写真提供:シャープ株式会社

■X1

『パソコンテレビ』というキャッチコピーで発売された『X1』は、MZシリーズの開発部署とは全く別のテレビ事業部で作られただけあって、スーパーインポーズ機能やテレビコントロール端子など“らしい”機能が搭載されたパソコンでした。カセットテープから長い時間をかけてプログラムをロードしていた時代ですから、その間テレビを見ながら待つことができるというだけでも画期的なことだったのです。

それ以降は3インチのフロッピーディスクを搭載した『X1D』や、PCエンジンを内蔵した『X1twin』などの個性的なマシンも発表しています。

その後グラフィック機能を強化した『X1turbo』、さらにグラフィックを強化し4096色表示を可能にした『X1turboZ』を経て、その流れは『X68000』へと続いていきました。

その『X68000』と同レベルのFM音源8重和音を実現するボードが発売されたため、同じゲームでも『X1』版だけBGMが豪華だったりして、けっこうお得な一面も持ったマシンだったように思います。

X1/C/turbo/F
(テープ版:¥4,800)
(5インチFD版:¥6,800)
1985年1月発売

PC-8801版から一ヵ月遅れて発売されたのがX1版です。
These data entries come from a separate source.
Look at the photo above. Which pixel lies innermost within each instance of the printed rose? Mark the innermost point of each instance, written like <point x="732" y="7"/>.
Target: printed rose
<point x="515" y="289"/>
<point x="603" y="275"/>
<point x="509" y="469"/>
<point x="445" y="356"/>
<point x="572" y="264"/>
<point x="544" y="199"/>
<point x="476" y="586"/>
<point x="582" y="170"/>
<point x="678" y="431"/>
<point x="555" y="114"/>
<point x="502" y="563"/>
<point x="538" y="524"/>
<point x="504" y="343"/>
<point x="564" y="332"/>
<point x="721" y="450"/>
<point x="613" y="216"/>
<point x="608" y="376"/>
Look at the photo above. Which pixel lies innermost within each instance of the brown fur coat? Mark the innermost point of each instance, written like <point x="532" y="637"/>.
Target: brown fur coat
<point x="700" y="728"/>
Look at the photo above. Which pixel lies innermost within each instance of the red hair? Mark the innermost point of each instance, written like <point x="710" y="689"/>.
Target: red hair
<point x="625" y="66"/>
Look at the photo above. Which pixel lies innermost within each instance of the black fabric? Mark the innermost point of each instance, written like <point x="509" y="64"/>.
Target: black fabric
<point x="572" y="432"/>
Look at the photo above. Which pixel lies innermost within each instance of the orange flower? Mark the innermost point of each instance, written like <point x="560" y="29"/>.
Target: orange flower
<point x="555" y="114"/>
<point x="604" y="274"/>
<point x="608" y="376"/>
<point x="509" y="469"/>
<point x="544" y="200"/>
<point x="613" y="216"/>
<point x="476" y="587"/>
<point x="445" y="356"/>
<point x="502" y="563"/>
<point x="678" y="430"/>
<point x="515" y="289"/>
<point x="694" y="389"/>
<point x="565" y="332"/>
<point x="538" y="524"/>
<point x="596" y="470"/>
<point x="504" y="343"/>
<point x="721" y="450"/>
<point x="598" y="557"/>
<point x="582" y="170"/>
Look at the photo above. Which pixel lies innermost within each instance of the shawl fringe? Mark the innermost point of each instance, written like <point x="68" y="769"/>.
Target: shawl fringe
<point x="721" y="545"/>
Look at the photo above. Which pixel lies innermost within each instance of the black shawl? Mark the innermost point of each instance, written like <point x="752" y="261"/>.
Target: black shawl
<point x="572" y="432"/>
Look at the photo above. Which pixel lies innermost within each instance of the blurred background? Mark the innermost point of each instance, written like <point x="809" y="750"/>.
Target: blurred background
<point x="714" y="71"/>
ほぼ同時に開発が進行していた両機種ですが、画面イメージはまったく異なり、さらに一部登場キャラや難易度も変更されています。

そして、一番の違いはPC-8801版の画面瞬時切り替えに対し、4方向にスクロールすること。これは、X1の持つPCG(プログラマブル・キャラクター・ジェネレータ)機能により可能になったもので、PC-8801版(とFM-7版)は試みたもののできなかったそうです。(『ハイドライド3』の頃にはクリアしてましたけどね)

グラフィックはいかにもPCゲーム的なPC-8801版に対し、アーケードゲームっぽい雰囲気でした。ドラゴンやオクトパスが出現しなかったり、バラリスが弱いというのも特徴ですね。